O russo com quem eu falava, porém, não comentou nada disso. E o que eu pretendia perceber dele era algo mais simples: como é que a comunidade russa no Usebequistão vivia aquele novo tempo, que tipo de relação mantinha com a sociedade local, depois da mudança ocorrida com a independência do país. E perguntei-lhe pelo seu caso pessoal: como se sentia agora por ali, que expetativas tinha quanto ao seu próprio futuro.

O homem falou-me com o que me pareceu ser uma grande abertura dos novos equilíbrios que a independência induzira. E, a certa altura, disse qualquer coisa como isto: “Nós não sabemos bem como é que isto vai evoluir, não é muito claro se o país vai estabilizar, há várias tensões que ameaçam o regime. Eu vou tentando fazer os meus negócios, mas estou a preparar o meu regresso à Rússia. Já mandei a minha família para lá e eu próprio, mais cedo ou mais tarde, acabarei por juntar-me a ela”.

Ao ouvir aquilo tive, subitamente, um lampejo de “déjà vu”. Onde é que eu ouvira, tantas e tantas vezes, aquele tipo de discurso? 
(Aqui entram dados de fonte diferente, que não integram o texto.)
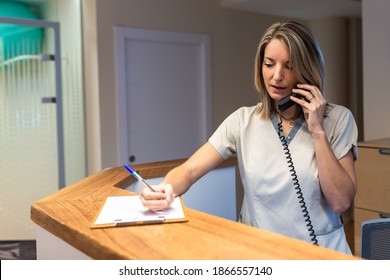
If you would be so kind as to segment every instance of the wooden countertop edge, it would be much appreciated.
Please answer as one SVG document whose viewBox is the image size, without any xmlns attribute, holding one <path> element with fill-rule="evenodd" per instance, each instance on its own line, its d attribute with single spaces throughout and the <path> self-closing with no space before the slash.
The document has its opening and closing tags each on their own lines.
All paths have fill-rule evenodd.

Não foi preciso fazer um grande esforço para recordar onde: na Guiné-Bissau, em Angola, em Moçambique. Era a narrativa típica dos portugueses que tinham feito as transições do tempo colonial para as independências, que sentiam que o vento estava a mudar, mas que se iam deixando ficar, a “ver onde paravam as modas”. O discurso de quem transitava do “tempo do colono”, como se diz na África portuguesa, para as novas e frágeis independências, era, afinal, muito parecido, naquele imenso  espaço que resultara da implosão do mundo soviético.

Queijos

Parabéns ao nosso excelente queijo!  Confesso que estou muito curioso sobre o que dirá a imprensa francesa nos próximos dias.